Secara organisatoris,
bank syariah dan bank konvensional itu sama. Perbedaannya cuma satu, bank
syariah memiliki Dewan Pengawas Syariah.
Perbedaan antara bank konvensional dan bank syari’ah yaitu tidak adanya
bunga pada bank syari’ah. Nasabah yang menabung di bank syari’ah tidak akan
diberikan keuntungan bunga melainkan keuntungan berupa bagi hasil yang dihitung
dari hasil usaha pihak bank dalam mengelola uang nasabah. Bank dan nasabah
membuat perjanjian bagi hasil berupa presentase tertentu untuk nasabah dan
untuk bank, perbandingan ini disebut nisbah.
Pada perbankan syariah jika terdapat perbedaan atau perselisihan antara
bank dan nasabahnya, kedua belah pihak tidak menyelesaikannya di Peradilan Negeri,
tetapi menyelesaikannya di BASYARNAS. Dalam bank syariah, bisnis dan usaha yang
dibiayai tidak terlepas dari saringan syariah, yakni usaha yang di dalammnya
tidak terkandung hal-hal yang diharamkan.
Sebuah bank syariah selayaknya memiliki lingkungan kerja yang sejalan
dengan syariah.

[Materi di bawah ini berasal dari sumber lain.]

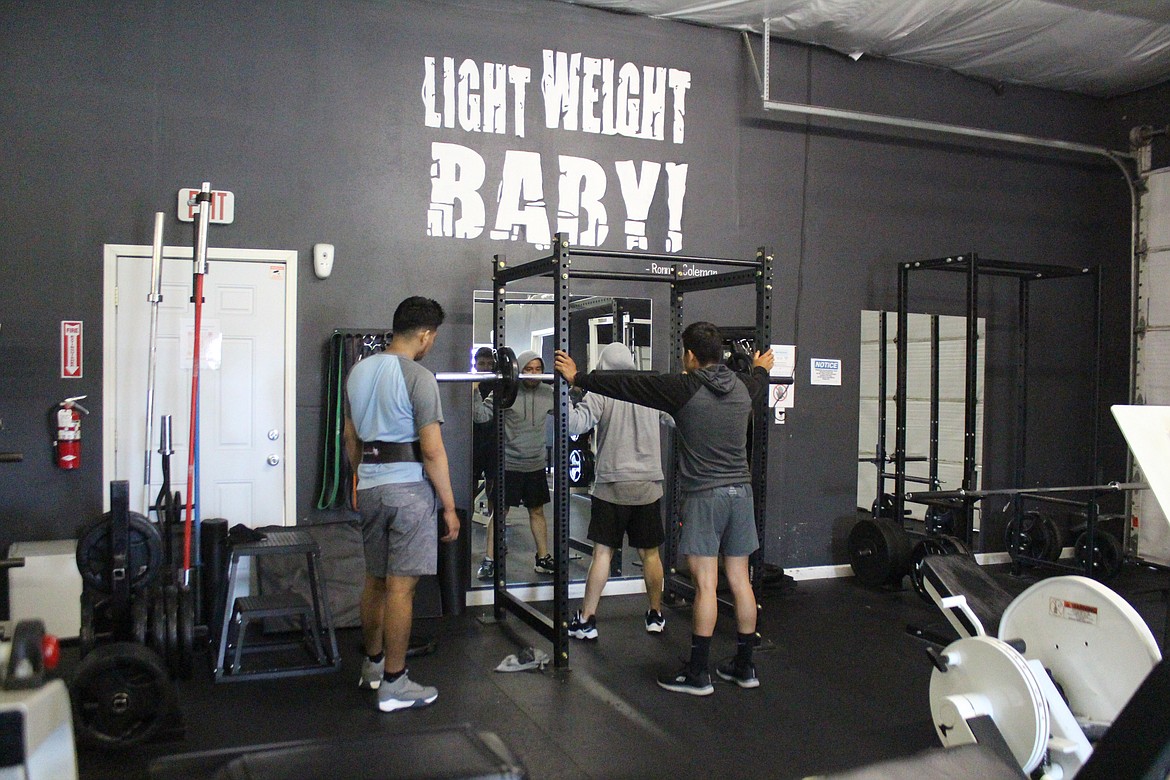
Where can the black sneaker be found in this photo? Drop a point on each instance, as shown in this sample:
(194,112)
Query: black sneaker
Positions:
(742,674)
(583,629)
(654,621)
(686,682)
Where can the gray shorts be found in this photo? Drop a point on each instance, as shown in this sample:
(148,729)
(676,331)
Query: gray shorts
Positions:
(718,520)
(400,529)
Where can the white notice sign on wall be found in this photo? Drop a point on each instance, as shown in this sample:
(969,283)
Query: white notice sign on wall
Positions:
(825,371)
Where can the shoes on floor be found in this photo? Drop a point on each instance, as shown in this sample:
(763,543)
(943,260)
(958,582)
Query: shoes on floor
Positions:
(742,674)
(687,682)
(371,674)
(654,621)
(583,629)
(405,694)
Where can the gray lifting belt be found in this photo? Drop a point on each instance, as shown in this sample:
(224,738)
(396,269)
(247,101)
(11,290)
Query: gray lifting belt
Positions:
(391,453)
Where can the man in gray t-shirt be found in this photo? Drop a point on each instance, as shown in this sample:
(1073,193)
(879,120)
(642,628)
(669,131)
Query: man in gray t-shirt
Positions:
(394,443)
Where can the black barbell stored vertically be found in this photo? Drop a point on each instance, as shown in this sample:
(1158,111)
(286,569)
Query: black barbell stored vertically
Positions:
(507,377)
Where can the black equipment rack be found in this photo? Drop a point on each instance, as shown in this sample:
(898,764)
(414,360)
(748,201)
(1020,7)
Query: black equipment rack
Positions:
(974,267)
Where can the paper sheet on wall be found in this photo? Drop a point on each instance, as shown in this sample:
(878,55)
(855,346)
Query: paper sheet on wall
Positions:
(211,345)
(782,398)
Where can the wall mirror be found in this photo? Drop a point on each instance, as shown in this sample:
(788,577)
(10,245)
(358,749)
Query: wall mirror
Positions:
(594,322)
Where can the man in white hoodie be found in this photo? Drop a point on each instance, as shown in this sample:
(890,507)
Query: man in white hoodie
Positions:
(627,488)
(525,457)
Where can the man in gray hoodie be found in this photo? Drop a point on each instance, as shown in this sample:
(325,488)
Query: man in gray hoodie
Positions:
(711,407)
(525,456)
(627,488)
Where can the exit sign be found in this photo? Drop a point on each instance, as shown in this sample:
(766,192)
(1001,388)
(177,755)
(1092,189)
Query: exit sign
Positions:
(222,206)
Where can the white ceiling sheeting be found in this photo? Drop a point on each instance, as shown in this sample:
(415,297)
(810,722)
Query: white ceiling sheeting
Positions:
(1095,47)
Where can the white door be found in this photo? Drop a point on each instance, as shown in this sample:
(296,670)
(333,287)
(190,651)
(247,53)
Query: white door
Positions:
(246,456)
(1151,372)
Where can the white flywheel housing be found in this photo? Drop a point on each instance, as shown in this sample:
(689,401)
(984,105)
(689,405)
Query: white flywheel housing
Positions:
(989,677)
(1095,644)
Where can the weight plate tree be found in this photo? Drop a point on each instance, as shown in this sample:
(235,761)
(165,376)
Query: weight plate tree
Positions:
(144,552)
(121,696)
(879,552)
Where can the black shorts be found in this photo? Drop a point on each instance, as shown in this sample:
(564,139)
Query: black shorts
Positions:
(608,523)
(527,489)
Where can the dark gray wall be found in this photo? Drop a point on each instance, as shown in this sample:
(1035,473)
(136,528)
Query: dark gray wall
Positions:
(310,112)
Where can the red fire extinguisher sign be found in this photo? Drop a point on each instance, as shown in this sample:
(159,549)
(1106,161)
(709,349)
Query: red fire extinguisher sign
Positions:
(70,349)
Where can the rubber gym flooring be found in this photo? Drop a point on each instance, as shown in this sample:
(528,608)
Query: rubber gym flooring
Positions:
(844,684)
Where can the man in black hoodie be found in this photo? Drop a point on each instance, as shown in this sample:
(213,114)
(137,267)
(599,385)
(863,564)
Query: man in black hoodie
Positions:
(711,406)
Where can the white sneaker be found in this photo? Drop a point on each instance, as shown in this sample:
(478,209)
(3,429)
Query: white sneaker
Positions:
(405,694)
(654,621)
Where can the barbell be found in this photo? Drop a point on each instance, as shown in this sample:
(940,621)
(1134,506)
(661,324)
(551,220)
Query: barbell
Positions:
(508,377)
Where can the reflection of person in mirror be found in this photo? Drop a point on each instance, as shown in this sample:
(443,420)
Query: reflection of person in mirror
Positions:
(711,406)
(394,443)
(627,488)
(525,456)
(483,441)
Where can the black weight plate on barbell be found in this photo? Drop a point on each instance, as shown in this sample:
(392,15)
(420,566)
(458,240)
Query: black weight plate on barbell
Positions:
(509,378)
(879,551)
(144,552)
(923,547)
(156,639)
(186,634)
(940,520)
(954,545)
(121,696)
(1107,556)
(87,636)
(171,599)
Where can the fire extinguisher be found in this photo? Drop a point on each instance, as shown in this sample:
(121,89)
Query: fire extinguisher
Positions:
(68,442)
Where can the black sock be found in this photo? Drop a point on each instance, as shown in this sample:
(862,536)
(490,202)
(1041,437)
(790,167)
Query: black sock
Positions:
(700,653)
(744,643)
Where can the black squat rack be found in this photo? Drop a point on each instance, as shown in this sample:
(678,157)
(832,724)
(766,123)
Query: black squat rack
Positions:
(558,266)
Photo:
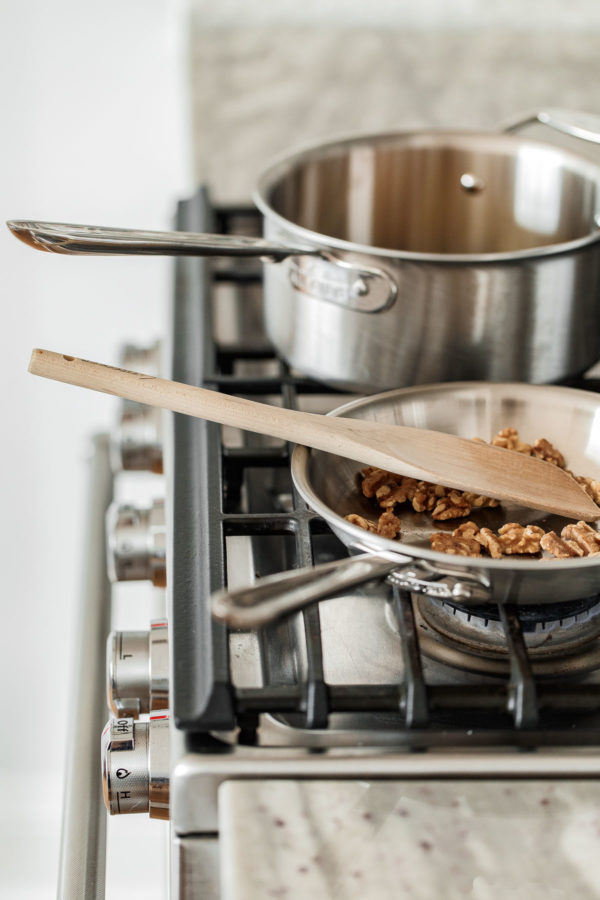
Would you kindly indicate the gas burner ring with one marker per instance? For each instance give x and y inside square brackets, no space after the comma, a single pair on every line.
[560,639]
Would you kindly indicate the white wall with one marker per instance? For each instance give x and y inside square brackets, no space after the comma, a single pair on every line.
[92,131]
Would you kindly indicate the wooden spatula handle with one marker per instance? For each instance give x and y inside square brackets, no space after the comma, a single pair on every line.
[182,398]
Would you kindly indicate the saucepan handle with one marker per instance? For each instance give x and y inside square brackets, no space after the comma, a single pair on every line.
[582,125]
[286,592]
[312,270]
[60,237]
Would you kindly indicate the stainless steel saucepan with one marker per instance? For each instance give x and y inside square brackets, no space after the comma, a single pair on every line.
[569,418]
[415,257]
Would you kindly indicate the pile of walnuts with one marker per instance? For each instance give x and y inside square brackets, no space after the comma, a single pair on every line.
[389,491]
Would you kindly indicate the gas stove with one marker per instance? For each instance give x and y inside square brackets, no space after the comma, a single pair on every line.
[377,685]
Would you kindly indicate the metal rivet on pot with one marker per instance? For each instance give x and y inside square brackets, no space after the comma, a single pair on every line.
[472,183]
[360,288]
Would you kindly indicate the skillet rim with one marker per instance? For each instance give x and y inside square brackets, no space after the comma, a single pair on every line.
[375,543]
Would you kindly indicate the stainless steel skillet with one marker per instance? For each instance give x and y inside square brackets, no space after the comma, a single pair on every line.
[569,418]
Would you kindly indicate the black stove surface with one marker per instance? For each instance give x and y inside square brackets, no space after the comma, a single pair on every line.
[226,487]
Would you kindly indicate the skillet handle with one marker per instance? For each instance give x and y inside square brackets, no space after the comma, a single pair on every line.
[287,592]
[585,126]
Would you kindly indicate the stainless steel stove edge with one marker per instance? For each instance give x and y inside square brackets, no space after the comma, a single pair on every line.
[196,777]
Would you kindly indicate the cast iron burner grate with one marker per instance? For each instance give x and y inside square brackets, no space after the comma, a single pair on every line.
[209,479]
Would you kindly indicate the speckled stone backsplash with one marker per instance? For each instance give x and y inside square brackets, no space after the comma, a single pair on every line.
[257,92]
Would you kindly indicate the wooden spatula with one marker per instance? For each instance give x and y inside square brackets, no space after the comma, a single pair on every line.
[427,455]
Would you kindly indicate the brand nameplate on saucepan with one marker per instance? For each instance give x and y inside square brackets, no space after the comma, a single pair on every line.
[357,288]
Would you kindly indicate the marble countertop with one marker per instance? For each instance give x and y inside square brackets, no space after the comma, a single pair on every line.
[493,840]
[258,92]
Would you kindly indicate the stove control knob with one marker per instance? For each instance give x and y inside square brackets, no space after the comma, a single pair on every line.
[136,543]
[138,671]
[138,445]
[141,359]
[135,766]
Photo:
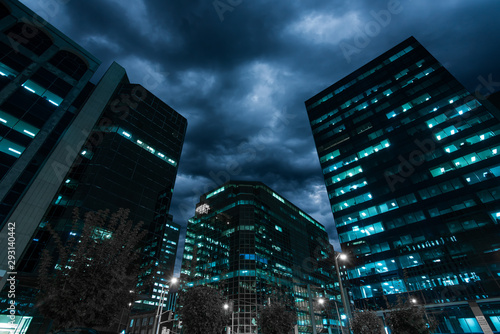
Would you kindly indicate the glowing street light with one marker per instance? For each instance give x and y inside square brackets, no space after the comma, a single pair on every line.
[347,306]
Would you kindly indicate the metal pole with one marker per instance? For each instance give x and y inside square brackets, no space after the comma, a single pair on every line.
[311,310]
[338,317]
[159,310]
[342,296]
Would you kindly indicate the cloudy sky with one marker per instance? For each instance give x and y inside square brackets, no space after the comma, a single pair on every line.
[240,71]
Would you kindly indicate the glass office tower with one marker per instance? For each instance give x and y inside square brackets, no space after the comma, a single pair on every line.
[128,159]
[411,165]
[254,245]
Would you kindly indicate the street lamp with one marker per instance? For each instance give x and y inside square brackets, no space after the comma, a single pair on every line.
[159,310]
[347,306]
[321,301]
[227,308]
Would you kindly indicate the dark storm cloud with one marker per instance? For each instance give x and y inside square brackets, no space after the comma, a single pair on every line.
[242,82]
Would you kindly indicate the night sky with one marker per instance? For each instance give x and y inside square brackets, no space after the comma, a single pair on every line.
[240,71]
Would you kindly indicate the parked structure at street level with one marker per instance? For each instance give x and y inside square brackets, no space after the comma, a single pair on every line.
[411,165]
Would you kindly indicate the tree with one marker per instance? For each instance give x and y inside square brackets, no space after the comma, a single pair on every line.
[406,318]
[366,322]
[95,271]
[202,310]
[276,319]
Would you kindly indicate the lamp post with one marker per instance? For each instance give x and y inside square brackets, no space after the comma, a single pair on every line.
[159,310]
[226,307]
[345,302]
[321,301]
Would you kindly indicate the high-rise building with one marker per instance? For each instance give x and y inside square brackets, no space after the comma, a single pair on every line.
[411,166]
[128,160]
[254,245]
[43,75]
[67,143]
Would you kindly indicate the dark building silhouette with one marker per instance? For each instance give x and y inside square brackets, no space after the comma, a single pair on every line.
[43,75]
[411,166]
[255,246]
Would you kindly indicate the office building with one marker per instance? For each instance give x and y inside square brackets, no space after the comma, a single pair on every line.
[67,143]
[128,160]
[254,245]
[411,166]
[43,75]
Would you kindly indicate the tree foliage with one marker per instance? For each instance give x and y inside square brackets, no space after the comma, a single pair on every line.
[95,271]
[202,311]
[366,322]
[276,319]
[406,318]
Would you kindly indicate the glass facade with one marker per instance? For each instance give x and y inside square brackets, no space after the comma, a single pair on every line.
[41,78]
[128,160]
[254,245]
[411,165]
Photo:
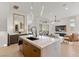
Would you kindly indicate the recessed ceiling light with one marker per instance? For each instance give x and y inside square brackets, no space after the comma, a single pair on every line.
[66,8]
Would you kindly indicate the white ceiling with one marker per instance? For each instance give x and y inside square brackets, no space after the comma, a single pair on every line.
[49,9]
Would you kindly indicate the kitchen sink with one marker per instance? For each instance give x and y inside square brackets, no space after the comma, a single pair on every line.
[32,38]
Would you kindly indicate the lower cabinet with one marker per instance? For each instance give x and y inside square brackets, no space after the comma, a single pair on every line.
[30,51]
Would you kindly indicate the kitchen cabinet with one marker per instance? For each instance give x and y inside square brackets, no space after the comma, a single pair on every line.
[43,47]
[29,50]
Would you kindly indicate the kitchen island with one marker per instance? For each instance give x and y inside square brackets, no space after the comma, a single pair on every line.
[42,47]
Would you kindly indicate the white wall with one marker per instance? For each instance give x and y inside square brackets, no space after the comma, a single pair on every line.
[21,11]
[4,12]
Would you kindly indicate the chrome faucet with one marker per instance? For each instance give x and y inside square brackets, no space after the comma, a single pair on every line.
[34,31]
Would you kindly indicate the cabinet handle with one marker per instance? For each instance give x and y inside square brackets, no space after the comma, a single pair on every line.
[34,50]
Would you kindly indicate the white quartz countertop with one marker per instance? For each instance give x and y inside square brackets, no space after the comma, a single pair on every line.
[42,42]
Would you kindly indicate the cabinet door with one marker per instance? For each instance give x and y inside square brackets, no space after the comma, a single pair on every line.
[30,50]
[26,50]
[35,52]
[13,39]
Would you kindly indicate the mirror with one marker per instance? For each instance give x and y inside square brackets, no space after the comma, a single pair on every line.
[18,23]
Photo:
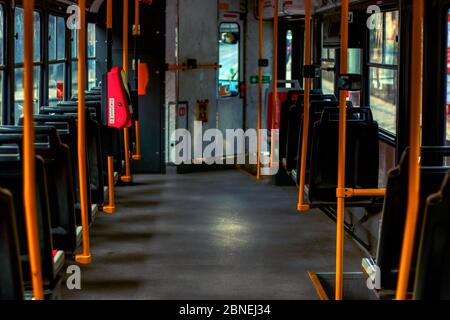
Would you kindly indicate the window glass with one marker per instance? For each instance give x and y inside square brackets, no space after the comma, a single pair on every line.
[2,48]
[91,40]
[61,38]
[74,44]
[18,72]
[354,66]
[1,97]
[229,48]
[55,83]
[383,95]
[2,27]
[92,77]
[384,40]
[56,38]
[52,38]
[448,80]
[328,67]
[383,75]
[74,77]
[289,57]
[18,35]
[37,37]
[18,92]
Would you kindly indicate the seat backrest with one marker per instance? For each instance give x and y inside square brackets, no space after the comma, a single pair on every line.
[433,264]
[291,99]
[66,126]
[68,110]
[295,125]
[390,239]
[59,176]
[11,283]
[12,179]
[362,152]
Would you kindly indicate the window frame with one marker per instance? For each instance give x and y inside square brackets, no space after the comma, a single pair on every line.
[40,63]
[88,57]
[73,48]
[329,60]
[385,134]
[238,94]
[52,62]
[3,66]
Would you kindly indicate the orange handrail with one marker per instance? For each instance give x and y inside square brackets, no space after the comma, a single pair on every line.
[260,86]
[111,207]
[302,206]
[127,177]
[29,162]
[85,257]
[137,126]
[341,155]
[274,79]
[414,155]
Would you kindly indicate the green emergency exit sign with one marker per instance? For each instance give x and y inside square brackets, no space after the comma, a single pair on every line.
[265,79]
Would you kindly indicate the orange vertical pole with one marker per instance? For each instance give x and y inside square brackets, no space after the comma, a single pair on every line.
[127,177]
[136,32]
[302,206]
[342,150]
[414,156]
[275,78]
[29,170]
[260,85]
[85,257]
[111,207]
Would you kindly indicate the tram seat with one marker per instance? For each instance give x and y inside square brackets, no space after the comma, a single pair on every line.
[295,125]
[282,96]
[11,283]
[96,145]
[67,129]
[362,156]
[106,132]
[295,144]
[72,107]
[94,153]
[91,95]
[394,215]
[11,178]
[281,178]
[58,171]
[433,265]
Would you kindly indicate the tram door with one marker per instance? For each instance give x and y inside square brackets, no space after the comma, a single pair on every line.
[290,48]
[230,93]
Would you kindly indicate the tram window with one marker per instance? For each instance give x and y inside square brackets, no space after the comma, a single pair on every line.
[448,80]
[289,38]
[229,49]
[57,58]
[92,76]
[328,66]
[74,63]
[383,75]
[354,66]
[18,53]
[2,62]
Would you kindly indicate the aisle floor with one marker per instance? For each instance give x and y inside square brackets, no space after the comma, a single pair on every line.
[214,235]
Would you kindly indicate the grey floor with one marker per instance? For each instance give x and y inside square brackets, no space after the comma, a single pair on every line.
[215,235]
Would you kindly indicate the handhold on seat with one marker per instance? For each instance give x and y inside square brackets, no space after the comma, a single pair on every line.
[119,100]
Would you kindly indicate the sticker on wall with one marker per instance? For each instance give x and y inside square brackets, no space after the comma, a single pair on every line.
[201,110]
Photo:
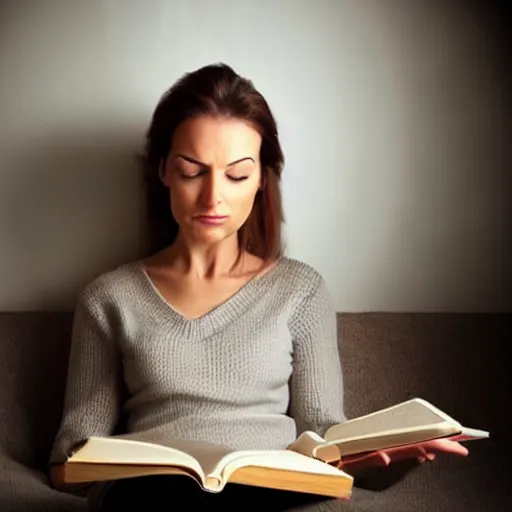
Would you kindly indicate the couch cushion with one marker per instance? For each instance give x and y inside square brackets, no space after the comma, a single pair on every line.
[34,349]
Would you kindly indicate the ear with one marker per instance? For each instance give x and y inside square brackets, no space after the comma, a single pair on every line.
[162,174]
[263,180]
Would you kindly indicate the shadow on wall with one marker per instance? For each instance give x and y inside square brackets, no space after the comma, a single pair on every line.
[72,206]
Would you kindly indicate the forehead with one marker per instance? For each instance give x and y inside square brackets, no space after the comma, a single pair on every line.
[216,140]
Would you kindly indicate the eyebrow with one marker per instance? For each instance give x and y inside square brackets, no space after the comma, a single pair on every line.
[194,161]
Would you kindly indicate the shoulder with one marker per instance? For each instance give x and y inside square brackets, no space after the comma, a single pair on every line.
[301,280]
[111,285]
[302,274]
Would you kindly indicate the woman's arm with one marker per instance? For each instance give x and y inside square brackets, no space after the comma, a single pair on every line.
[316,385]
[93,395]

Bank syariah berbeda dengan bank konvensional dalam hal akad
dan aspek legalitas, struktur organisasi, lembaga penyelesaian sengketa, usaha
yang dibiayai, dan lingkungan kerja serta corporate culture.
DAFTAR
PUSTAKA
S, Burhanuddin, Aspek Hukum
Lembaga Keuangan Syari’ah, Yogyakarta: Graha Ilmu, 2010.
Perwaatmadja, Karnaen, Muhammad
Syafi’i Antonio, Apa dan Bagaimana Bank Islam, Yogyakarta: Dhana Bhakti
Wakaf, 1992.
Ali, Zainuddin, Hukum Perbankan
Syariah, Jakarta: Sinar Grafika, 2008.
Antonio, Muhammad
Syafi’i, Bank Syariah dari Teori ke Praktik, Jakarta: Gema Insani, 2001.
Ismail, Perbankan Syariah, Jakarta: Kencana Prenada Media Group,
2011.
[1] Burhanuddin S, Aspek
Hukum Lembaga Keuangan Syari’ah, Yogyakarta: Graha Ilmu, 2010, Hlm. 29-30.
[2] Karnaen Perwaatmadja dan
Muhammad Syafi’i Antonio, Apa dan Bagaimana Bank Islam, Yogyakarta:
Dhana Bhakti Wakaf, 1992, hlm.2.
[3] http://riyonsc.blogspot.com/2012/10/pengertian-bank-syariah-dan-sejarah.html
[4] Zainuddin Ali, Hukum
Perbankan Syariah, Jakarta: Sinar Grafika, 2008, hlm. 10-13.
[6] Muhammad Syafi’i Antonio, Bank Syariah dari Teori ke
Praktik, (Jakarta: Gema Insani, 2001), h. 29-34.